State Key Laboratory for Turbulence and Complex Systems, Department of Mechanics and Engineering Science, BIC-ESAT, College of Engineering, Peking University, Beijing 100871, China.
State Key Laboratory of Management and Control for Complex Systems, Institute of Automation, Chinese Academy of Sciences, Beijing 100190, China.
Sensors (Basel). 2020 Jul 21;20(14):4060. doi: 10.3390/s20144060.
Autonomous underwater missions require the construction of a stable visual sensing system. However, acquiring continuous steady image sequences is a very challenging task for bionic robotic fish due to their tight internal space and the inherent periodic disturbance caused by the tail beating. To solve this problem, this paper proposes a modified stabilization strategy that combines mechanical devices and digital image techniques to enhance the visual sensor stability and resist periodic disturbance. More specifically, an improved window function-based linear active disturbance rejection control (LADRC) was utilized for mechanical stabilization. Furthermore, a rapid algorithm with inertial measurement units (IMUs) was implemented for digital stabilization. The experiments regarding mechanical stabilization, digital stabilization, and target recognition on the experimental platform for simulating fishlike oscillations demonstrated the effectiveness of the proposed methods. The success of these experiments provides valuable insight into the construction of underwater visual sensing systems and also establishes a solid foundation for the visual applications for robotic fish in dynamic aquatic environments.

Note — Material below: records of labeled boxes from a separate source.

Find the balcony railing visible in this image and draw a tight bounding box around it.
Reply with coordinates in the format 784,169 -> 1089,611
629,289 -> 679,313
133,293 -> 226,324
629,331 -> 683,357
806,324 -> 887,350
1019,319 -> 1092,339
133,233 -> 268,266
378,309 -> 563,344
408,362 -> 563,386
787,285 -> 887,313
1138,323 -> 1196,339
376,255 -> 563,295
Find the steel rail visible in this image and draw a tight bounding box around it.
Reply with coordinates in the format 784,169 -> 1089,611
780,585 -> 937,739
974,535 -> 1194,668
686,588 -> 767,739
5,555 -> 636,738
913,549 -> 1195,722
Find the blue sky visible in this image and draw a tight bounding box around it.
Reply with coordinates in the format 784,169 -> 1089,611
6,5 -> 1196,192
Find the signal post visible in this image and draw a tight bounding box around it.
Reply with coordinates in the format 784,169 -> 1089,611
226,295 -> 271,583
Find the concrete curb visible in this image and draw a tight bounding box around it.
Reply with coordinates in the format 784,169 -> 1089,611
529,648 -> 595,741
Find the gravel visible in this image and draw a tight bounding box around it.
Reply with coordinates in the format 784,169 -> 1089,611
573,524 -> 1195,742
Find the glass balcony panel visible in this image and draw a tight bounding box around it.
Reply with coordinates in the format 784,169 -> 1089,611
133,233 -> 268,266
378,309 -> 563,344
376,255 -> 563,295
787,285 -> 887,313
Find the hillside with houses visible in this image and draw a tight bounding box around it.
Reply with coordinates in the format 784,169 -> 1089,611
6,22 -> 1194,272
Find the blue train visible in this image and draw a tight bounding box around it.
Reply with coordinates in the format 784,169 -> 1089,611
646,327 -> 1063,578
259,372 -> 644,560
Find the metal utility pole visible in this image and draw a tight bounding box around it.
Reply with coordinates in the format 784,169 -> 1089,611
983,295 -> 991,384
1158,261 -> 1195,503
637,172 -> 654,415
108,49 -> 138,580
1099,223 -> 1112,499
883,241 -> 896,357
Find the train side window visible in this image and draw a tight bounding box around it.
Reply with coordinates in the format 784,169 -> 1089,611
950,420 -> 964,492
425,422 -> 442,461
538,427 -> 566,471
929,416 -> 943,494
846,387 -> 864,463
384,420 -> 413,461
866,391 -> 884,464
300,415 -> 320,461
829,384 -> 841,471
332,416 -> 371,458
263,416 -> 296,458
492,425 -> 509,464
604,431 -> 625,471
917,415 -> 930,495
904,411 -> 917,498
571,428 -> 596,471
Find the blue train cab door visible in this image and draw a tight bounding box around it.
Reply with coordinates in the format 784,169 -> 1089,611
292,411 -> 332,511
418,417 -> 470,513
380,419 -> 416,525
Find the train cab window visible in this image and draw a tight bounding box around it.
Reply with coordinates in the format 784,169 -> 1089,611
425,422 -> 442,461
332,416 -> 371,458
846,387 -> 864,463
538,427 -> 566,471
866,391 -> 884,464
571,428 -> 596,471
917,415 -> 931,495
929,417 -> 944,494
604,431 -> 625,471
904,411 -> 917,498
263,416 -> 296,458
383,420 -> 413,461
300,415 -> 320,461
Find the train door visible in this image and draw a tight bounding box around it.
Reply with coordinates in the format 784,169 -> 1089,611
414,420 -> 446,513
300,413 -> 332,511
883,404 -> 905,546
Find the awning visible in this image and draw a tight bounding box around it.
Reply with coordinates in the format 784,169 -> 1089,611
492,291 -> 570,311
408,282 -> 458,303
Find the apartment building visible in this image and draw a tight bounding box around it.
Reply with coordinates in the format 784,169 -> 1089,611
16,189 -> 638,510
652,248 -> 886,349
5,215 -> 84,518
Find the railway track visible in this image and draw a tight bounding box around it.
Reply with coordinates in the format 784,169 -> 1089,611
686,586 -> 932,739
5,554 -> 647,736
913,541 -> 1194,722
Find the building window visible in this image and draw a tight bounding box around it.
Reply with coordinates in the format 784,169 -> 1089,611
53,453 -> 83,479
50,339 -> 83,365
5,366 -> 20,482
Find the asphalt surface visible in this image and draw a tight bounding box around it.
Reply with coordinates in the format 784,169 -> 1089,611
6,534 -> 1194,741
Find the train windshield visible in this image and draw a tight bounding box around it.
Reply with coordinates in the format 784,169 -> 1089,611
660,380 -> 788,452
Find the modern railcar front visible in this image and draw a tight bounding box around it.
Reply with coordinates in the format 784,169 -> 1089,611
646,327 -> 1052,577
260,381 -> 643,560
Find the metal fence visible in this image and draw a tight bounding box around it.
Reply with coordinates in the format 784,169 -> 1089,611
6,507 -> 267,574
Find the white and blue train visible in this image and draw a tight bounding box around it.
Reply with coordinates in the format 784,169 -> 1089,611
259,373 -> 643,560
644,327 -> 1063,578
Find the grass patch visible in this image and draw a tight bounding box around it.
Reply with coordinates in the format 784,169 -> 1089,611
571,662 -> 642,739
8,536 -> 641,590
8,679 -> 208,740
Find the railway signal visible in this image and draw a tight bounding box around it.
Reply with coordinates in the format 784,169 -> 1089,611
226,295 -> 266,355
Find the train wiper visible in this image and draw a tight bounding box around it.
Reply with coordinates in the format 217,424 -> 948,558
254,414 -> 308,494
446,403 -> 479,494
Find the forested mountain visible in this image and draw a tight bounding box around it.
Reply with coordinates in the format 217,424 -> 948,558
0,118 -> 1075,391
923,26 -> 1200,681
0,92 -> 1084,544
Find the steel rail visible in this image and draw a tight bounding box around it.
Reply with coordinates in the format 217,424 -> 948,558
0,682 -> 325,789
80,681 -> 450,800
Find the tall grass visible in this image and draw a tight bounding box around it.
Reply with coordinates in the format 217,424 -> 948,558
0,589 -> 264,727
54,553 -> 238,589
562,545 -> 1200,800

自主水下任务需要构建一个稳定的视觉感知系统。然而,由于仿生机器鱼内部空间紧凑,以及由尾部拍打产生的固有周期性干扰,获取连续稳定的图像序列是一项极具挑战性的任务。为了解决这个问题,本文提出了一种改进的稳定策略,将机械装置和数字图像技术相结合,以增强视觉传感器的稳定性并抵抗周期性干扰。具体来说,采用了一种基于改进窗口函数的线性主动干扰抑制控制(LADRC)进行机械稳定化。此外,还实现了一种基于惯性测量单元(IMU)的快速算法用于数字稳定化。在模拟鱼类摆动的实验平台上进行的机械稳定化、数字稳定化和目标识别实验验证了所提出方法的有效性。这些实验的成功为水下视觉感知系统的构建提供了有价值的见解,也为机器鱼在动态水生环境中的视觉应用奠定了坚实的基础。